The six-edge contour in Fig. 3 can be represented as the boundary of three mutually perpendicular square faces that meet at one vertex of the cube. These three faces can be chosen as the faces perpendicular to the $x$-, $y$-, and $z$-axes that share a common corner.

The boundary of this union of three faces coincides exactly with the six-edge contour, with consistent orientation of current along the edges.

The magnetic field at the center produced by this contour equals the vector sum of the fields produced by the three individual face loops, since contributions from shared edges cancel when the surface is decomposed into oriented boundaries.

Each face loop produces a field of magnitude $B_0$ at the center, directed along its outward normal. Choosing the orientation consistent with the contour gives three mutually perpendicular contributions,

$$\mathbf{B}_x = B_0 \hat{\mathbf{x}}, \quad \mathbf{B}_y = B_0 \hat{\mathbf{y}}, \quad \mathbf{B}_z = B_0 \hat{\mathbf{z}}.$$

The total magnetic induction at the center is

$$\mathbf{B} = \mathbf{B}_x + \mathbf{B}_y + \mathbf{B}_z = B_0(\hat{\mathbf{x}} + \hat{\mathbf{y}} + \hat{\mathbf{z}}).$$

Its magnitude follows from orthogonality of unit vectors,

$$B = B_0 \sqrt{1 + 1 + 1} = \sqrt{3},B_0.$$

The direction is along the space diagonal of the cube passing through the center, corresponding to the vector $\hat{\mathbf{x}} + \hat{\mathbf{y}} + \hat{\mathbf{z}}$, i.e., toward the vertex common to the three faces used in the contour orientation.

Result

The magnetic induction at the cube center for the six-edge contour is

$$\mathbf{B} = B_0(\hat{\mathbf{x}} + \hat{\mathbf{y}} + \hat{\mathbf{z}}).$$

Its magnitude is

$$B = \sqrt{3},B_0.$$

No additional numerical substitution is required because the result is expressed in terms of the given reference field $B_0$.

Sanity Checks

Each face-loop contribution has units of tesla, so $\mathbf{B}$ retains units of tesla, and the factor $\sqrt{3}$ is dimensionless.

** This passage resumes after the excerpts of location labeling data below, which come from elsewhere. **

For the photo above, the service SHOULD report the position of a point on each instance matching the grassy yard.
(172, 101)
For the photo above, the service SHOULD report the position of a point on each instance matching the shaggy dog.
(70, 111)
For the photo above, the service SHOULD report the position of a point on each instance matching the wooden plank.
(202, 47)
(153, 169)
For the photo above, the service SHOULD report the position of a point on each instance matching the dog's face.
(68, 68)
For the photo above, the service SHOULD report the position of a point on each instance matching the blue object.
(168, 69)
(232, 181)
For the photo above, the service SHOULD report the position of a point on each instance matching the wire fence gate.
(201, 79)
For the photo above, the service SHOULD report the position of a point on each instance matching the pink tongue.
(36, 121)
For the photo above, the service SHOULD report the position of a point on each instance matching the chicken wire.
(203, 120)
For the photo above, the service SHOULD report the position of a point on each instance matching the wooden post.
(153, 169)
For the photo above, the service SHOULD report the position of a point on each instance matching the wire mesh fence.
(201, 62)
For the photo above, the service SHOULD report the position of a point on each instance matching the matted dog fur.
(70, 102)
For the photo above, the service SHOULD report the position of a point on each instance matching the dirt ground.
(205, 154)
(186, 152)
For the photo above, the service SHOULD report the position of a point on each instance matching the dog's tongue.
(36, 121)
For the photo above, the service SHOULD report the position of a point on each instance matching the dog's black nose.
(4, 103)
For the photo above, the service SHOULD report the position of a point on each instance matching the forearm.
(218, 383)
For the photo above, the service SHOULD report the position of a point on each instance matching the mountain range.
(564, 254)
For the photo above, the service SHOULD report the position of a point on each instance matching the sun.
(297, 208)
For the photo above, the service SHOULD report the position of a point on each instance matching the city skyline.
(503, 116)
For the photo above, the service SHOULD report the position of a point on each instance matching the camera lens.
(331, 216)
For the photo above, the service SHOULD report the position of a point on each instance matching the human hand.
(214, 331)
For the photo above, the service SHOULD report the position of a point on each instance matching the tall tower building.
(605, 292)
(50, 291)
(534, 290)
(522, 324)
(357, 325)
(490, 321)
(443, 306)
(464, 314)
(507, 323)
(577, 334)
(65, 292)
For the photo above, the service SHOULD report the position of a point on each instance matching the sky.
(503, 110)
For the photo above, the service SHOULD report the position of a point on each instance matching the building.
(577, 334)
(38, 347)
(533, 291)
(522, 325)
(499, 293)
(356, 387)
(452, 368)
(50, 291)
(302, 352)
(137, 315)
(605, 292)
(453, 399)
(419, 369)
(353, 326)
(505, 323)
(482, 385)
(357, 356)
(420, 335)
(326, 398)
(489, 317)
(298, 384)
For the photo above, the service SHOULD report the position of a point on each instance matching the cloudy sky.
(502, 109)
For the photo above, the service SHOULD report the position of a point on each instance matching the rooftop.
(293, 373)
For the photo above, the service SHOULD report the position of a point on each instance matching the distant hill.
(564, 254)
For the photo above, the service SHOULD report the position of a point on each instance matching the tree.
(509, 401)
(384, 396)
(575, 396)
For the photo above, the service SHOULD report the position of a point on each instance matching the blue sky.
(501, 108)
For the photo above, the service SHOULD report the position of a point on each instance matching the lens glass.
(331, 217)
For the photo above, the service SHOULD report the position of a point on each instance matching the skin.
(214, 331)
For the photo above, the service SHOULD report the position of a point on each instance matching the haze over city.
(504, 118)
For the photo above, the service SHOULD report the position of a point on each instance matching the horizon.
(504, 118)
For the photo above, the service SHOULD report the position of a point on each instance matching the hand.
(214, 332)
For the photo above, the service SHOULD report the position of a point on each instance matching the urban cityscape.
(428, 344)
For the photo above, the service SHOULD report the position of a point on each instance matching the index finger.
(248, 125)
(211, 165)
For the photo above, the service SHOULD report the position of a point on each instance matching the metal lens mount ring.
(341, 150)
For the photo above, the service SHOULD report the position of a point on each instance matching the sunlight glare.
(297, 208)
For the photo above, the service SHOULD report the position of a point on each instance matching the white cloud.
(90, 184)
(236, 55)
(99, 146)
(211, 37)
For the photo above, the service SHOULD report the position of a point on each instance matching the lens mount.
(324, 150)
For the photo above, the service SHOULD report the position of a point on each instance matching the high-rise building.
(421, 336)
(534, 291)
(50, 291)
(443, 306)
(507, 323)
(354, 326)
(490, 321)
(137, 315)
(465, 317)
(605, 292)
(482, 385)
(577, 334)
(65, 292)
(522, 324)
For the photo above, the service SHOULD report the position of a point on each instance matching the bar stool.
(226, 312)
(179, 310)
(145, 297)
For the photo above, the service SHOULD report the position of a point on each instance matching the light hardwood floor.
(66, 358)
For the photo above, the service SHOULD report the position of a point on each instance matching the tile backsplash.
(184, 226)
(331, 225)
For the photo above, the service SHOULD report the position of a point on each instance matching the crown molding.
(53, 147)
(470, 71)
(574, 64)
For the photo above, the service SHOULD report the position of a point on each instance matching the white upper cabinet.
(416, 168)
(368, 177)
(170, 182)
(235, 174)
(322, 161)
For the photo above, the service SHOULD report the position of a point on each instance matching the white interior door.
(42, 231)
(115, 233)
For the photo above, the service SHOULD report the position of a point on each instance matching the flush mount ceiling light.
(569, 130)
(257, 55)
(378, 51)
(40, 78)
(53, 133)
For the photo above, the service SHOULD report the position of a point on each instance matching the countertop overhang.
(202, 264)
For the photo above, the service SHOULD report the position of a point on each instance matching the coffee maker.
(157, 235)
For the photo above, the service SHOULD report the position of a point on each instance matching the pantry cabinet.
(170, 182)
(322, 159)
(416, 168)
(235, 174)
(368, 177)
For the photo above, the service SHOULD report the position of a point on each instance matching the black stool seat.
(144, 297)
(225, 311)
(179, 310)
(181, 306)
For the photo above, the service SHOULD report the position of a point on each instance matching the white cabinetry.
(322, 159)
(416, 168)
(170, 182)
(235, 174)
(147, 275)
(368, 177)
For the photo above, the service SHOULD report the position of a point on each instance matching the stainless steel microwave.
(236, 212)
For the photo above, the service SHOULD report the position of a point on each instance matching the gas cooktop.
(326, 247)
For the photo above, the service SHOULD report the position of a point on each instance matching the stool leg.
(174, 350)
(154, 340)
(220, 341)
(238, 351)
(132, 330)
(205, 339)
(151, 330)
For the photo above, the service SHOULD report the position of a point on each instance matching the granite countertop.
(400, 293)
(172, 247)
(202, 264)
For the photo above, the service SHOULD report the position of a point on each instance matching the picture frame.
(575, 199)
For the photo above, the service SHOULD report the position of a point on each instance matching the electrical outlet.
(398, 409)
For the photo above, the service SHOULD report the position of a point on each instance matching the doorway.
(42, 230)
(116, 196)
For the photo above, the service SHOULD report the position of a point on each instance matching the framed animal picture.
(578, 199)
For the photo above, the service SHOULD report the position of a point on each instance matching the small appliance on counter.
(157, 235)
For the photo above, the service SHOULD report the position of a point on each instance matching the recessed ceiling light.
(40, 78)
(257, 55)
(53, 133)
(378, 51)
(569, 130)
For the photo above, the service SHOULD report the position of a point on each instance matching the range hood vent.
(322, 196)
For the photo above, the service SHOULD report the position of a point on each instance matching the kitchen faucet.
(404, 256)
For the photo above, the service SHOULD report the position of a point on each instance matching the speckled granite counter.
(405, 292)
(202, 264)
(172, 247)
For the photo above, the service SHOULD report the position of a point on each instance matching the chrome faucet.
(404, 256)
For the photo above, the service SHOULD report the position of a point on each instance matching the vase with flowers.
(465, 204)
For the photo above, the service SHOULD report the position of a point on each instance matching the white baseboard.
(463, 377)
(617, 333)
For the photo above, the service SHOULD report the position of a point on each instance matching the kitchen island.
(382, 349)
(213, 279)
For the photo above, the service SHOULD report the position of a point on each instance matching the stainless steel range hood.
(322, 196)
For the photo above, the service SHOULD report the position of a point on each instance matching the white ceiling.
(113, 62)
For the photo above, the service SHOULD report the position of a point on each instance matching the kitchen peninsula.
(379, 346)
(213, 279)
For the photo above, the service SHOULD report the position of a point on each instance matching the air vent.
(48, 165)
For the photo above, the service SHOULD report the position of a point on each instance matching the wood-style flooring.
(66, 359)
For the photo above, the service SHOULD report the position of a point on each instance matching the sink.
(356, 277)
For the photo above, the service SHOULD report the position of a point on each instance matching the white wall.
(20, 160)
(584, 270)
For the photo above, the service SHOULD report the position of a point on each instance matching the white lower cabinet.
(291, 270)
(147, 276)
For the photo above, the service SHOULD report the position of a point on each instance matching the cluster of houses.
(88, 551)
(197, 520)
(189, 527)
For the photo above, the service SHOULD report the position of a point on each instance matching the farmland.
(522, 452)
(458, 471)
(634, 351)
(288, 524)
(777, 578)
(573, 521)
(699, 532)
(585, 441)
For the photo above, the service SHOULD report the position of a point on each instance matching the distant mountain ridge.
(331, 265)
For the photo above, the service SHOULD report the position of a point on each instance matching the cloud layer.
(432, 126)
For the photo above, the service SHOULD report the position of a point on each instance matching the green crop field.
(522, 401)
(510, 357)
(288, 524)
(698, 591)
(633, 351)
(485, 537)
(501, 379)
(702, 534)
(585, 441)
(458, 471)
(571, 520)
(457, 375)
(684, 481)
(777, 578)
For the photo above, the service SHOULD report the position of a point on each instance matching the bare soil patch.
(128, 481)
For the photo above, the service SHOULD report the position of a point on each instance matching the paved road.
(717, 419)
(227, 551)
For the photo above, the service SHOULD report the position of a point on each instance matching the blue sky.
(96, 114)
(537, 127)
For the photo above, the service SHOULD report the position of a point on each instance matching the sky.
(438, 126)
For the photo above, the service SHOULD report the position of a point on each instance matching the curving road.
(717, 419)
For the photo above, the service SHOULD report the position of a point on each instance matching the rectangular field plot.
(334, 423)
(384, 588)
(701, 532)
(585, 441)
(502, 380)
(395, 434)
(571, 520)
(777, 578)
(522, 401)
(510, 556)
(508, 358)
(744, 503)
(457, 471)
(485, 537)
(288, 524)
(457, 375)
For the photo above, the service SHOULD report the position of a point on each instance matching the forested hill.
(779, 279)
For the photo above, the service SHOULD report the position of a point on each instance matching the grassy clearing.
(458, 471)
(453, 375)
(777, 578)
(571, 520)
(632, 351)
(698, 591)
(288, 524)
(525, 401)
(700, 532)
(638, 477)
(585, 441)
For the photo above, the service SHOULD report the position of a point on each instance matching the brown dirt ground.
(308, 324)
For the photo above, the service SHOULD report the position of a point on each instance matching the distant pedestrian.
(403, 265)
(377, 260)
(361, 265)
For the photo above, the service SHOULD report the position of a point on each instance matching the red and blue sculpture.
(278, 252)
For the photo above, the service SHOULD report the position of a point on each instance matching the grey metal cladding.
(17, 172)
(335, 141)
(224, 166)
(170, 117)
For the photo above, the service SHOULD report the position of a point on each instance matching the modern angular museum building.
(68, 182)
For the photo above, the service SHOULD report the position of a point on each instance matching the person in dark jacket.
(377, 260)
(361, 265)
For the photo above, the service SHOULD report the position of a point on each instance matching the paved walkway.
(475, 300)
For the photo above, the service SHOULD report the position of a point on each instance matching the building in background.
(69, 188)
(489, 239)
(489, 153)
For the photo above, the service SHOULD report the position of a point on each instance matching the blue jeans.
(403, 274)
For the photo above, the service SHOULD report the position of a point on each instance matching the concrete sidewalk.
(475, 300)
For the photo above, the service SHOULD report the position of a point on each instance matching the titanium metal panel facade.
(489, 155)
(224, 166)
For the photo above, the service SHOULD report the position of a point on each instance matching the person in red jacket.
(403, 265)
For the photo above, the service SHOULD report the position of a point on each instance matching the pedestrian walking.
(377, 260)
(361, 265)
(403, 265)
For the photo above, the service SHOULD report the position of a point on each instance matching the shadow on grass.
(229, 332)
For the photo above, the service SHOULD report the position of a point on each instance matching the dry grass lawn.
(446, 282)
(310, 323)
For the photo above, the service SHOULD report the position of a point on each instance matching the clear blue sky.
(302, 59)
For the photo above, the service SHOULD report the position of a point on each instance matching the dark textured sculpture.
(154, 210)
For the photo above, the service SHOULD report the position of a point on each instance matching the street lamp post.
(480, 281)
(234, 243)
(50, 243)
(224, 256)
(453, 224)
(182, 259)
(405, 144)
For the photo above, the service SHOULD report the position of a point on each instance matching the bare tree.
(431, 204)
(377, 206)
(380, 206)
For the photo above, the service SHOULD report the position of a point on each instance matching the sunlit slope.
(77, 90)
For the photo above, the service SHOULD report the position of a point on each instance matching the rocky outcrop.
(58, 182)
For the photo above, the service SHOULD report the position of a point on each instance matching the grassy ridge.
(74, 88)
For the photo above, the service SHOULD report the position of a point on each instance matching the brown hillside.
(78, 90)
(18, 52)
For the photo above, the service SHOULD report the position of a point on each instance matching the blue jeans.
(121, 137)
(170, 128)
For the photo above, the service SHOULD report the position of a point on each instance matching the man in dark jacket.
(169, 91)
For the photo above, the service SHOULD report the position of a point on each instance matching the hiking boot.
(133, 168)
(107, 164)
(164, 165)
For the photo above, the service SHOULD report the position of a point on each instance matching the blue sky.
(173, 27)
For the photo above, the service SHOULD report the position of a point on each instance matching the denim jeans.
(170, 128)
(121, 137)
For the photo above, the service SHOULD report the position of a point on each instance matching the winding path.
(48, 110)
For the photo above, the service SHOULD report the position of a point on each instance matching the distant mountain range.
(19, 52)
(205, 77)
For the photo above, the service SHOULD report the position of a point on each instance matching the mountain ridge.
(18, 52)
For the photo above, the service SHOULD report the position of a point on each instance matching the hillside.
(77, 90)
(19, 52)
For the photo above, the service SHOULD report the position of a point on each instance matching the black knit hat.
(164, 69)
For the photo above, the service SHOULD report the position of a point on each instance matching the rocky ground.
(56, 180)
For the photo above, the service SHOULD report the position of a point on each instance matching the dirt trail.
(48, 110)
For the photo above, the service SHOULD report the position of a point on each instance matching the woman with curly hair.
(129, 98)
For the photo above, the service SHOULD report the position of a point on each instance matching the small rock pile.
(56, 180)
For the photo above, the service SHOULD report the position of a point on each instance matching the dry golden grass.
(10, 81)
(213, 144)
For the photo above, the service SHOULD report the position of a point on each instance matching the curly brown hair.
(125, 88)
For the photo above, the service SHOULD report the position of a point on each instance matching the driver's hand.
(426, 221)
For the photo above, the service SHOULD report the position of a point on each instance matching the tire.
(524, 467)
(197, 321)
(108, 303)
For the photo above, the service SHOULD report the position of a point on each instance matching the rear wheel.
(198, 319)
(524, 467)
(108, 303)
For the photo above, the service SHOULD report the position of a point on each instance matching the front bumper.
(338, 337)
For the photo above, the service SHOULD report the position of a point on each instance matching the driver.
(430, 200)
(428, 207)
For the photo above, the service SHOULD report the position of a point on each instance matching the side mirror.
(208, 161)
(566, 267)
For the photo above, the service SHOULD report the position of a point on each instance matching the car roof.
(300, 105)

The result scales linearly with current $I$ because each face contribution is proportional to $I$, consistent with the Biot–Savart law.

If the three face contributions were pairwise opposite, symmetry would produce cancellation and $B=0$, but the geometry selects three orthogonal, not opposing, contributions, so cancellation does not occur.

Replacing one face loop by the known configuration recovers $B=B_0$, consistent with the definition of the reference field.